E-cigarettes are now the most popular form of tobacco among U.S. teens, and critics have pointed out that the products are often aggressively marketed towards teens, following the same strategy the tobacco industry employed decades ago.
JUUL and other popular vaping devices are sold with candy-like flavors, trying to incorporate trends highly associated with teenagers. In some cases liquid nicotine is even sold in containers that seem similar to children’s products, such as juice boxes.
Researchers pulled retail data involving e-cigarette sales across the U.S. from December 2012 through January 2018. In the early stages of 2013 and 2014, British American Tobacco sales were among the highest, with a projected sales increase of 146 percent. However, at the start of 2016, when JUUL Laboratories hit the market with their sleek and small portable e-cigarette product, the market began to shift.
According to the study, JUUL’s sales increased from 2.2 million in 2016 to 16.2 million in 2017, which is a 641 percent increase. The manufacturer’s market share of total e-cigarette sales increased from 2 percent to 13 percent, and by December 2017, JUUL laboratories sales made up nearly 30 percent of the total e-cigarette sales.
Although the original belief by the FDA was that e-cigarettes could be a good short term alternative to adults to stop traditional cigarette smoking, the increased use of e-cig products among teens and young adults have more recently been referred to as an “epidemic”. In addition, nicotine levels in many products are becoming stronger, especially among those that appear geared towards youths, such as JUUL products.
JUUL is designed to look like an elongated USB “thumb” drive, which is small, portable, and easy to conceal. In addition, its vapor is difficult to see, so it does not release massive visible clouds like more traditional vapes.
Videos on YouTube and Instagram show teens sneaking into school bathrooms to vape, which is known as “Juuling” when using a JUUL device is used, and even sneaking puffs in class behind a teacher’s back.
Unlike traditional vaping pens, which convert nicotine into an aerosol form for inhalation, JUUL pods are equipped with liquids that contain high concentrations of a modified salt form of nicotine, which is more readily absorbed upon inhalation, packing higher nicotine levels that increase addiction risks at an early age for adolescents.
Researchers have suggested there is a correlation between the increase in youth popularity of e-cigarette use and the increase of JUUL Laboratories sales, indicating the products are easily obtainable for those under the age of 18.

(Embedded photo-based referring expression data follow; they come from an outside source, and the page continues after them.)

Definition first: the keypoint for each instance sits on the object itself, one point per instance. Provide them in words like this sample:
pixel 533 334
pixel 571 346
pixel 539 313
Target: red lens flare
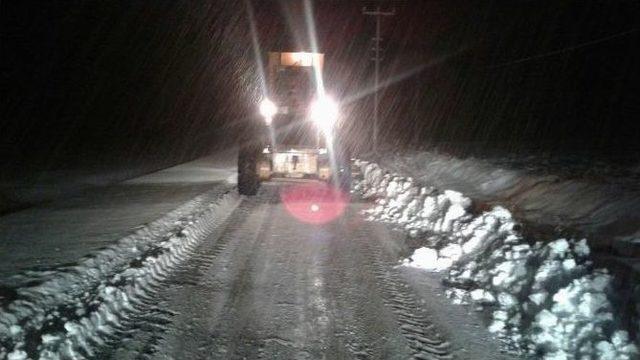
pixel 314 203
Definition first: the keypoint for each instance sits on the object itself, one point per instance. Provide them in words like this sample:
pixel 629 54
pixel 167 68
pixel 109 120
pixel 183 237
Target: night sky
pixel 135 80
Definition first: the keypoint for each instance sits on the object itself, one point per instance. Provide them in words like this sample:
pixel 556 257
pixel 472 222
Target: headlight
pixel 268 109
pixel 324 113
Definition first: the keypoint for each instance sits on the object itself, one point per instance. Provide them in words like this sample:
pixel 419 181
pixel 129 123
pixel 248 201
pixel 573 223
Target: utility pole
pixel 378 13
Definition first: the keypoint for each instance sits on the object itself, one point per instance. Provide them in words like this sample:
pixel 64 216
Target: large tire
pixel 248 179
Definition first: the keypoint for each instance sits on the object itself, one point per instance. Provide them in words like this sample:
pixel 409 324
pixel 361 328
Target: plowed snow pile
pixel 545 298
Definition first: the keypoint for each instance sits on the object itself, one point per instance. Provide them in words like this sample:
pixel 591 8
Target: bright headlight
pixel 324 112
pixel 268 109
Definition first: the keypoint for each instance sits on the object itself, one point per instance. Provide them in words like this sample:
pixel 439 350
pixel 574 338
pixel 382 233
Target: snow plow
pixel 298 133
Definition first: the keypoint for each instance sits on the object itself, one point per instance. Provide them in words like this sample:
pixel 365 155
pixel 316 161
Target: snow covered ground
pixel 601 199
pixel 71 264
pixel 543 297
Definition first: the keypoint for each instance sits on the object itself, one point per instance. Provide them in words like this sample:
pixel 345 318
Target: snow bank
pixel 595 197
pixel 68 312
pixel 545 299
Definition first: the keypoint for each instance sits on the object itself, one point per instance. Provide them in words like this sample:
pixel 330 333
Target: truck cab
pixel 299 137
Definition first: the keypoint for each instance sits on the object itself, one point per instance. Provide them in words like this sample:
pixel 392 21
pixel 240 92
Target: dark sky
pixel 139 79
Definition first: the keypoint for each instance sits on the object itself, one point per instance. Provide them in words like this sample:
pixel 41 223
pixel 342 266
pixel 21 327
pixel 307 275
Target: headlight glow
pixel 324 113
pixel 268 109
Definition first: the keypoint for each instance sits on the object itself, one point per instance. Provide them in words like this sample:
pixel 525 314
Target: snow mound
pixel 545 298
pixel 70 311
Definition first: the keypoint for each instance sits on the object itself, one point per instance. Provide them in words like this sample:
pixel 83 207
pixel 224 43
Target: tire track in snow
pixel 83 326
pixel 146 328
pixel 422 336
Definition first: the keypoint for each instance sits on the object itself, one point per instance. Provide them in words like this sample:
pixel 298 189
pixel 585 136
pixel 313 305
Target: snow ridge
pixel 545 298
pixel 71 311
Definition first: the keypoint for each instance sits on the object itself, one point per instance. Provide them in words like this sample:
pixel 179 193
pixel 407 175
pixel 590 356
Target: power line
pixel 567 49
pixel 376 59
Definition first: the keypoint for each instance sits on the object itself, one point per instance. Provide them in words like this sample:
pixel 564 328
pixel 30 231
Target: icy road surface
pixel 267 285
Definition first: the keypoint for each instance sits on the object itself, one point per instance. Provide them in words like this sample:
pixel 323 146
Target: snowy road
pixel 265 285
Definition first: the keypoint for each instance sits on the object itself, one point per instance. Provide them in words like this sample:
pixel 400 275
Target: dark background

FDA Raids JUUL Laboratories
The FDA has committed to combating the youth nicotine epidemic across the U.S., and on Friday, as part of those efforts, the agency conducted a surprise inspection, seizing more than a thousand documents from JUUL Laboratories related to the company’s sales and marketing practices.
The seizure of documents comes just weeks after FDA Commissioner Scott Gottlieb announced the agency is working on plans to ban online sales of e-cigarettes and to also put increased regulations on the sale of flavored tobacco.
In September, the FDA announced the launch of “The Real Cost” youth e-cigarette campaign, which is part of the agency’s Youth Tobacco Prevention Plan; a $60 million effort to combat the increasing use of electronic cigarettes and vaping devices like the Juul among the nation’s children.
The campaign will involve advertisements on social media and other digital platforms used by teens, including YouTube, Spotify, and others. It also includes advertising messages displayed in high school bathrooms, where many teens use e-cigarettes or are faced with peer pressure to use the devices.